Yeah, absolutely. When I first came here, I am sure. But I was young, and young people say and do dumb shit without thinking. I am guilty of that, but again, I was young. I got three stars at Atlas when I was 24. It wasn't that it was overwhelming, it was just that I was a kid. Maybe I stuck my foot in my mouth, but that's life and I take responsibility for it.
As I learned, there was a game to be played and a way to approach things, people. I say to the kids in the kitchen that of course it's a business, but most importantly it's about connections between people. It's about the connections between the cooks, the customers and us, the investors and the restaurant, the media — all of it. It's about encouraging that connection and getting someone to embrace what you do.
Posted 02 June 2012 - 06:03 PM
Posted 03 June 2012 - 01:34 PM
He's improving at this talking to the press business, isn't he? Still too honest but far more verbose.
Posted 03 June 2012 - 01:39 PM
[M]ost of the pastas hover around $25. This ought to be enough to buy bucatini that is cooked on both ends. -- Pete Wells on Caravaggio ( * review)

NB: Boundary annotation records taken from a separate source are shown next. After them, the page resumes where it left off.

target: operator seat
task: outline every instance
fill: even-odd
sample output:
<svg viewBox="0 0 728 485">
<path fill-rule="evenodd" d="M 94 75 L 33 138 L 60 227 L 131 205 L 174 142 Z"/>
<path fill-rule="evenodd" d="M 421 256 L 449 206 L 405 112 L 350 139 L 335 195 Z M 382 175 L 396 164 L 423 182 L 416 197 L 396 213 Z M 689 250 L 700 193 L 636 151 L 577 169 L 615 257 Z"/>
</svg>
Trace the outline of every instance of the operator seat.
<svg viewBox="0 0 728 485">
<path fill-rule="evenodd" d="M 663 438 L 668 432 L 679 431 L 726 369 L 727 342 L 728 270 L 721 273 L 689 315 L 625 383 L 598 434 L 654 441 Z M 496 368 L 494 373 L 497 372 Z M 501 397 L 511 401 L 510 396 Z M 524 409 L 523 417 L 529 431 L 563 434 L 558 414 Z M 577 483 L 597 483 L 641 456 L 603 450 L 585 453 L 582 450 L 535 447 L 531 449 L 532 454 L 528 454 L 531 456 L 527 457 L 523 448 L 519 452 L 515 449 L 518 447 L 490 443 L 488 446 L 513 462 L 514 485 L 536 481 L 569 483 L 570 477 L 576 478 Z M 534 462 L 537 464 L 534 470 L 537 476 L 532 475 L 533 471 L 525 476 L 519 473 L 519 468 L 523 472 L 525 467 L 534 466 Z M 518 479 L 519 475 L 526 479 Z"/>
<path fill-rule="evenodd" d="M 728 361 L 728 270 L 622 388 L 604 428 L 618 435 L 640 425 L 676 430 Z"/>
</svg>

Tonight, there was a dessert of coconut, rhubarb, and black olive. Obvious in its execution how innovation and experiment, when introduced for their own sake, are annoying. --irnscrabblechf52, May 9, 2013
notorious stickler -- NY Times
deeply annoying and nitpicking -- Molly O'Neill, One Big Table
Posted 04 June 2012 - 01:45 AM
Posted 04 June 2012 - 02:03 AM
If Corton can barely execute at a sufficient level to match the target food concept with Liebrandt in the kitchen, isn't it a bearish sign for the quality of the food that he wants to expand?
ETA: I mean in the sense that they are extremely ambitious, not that execution is generally not good.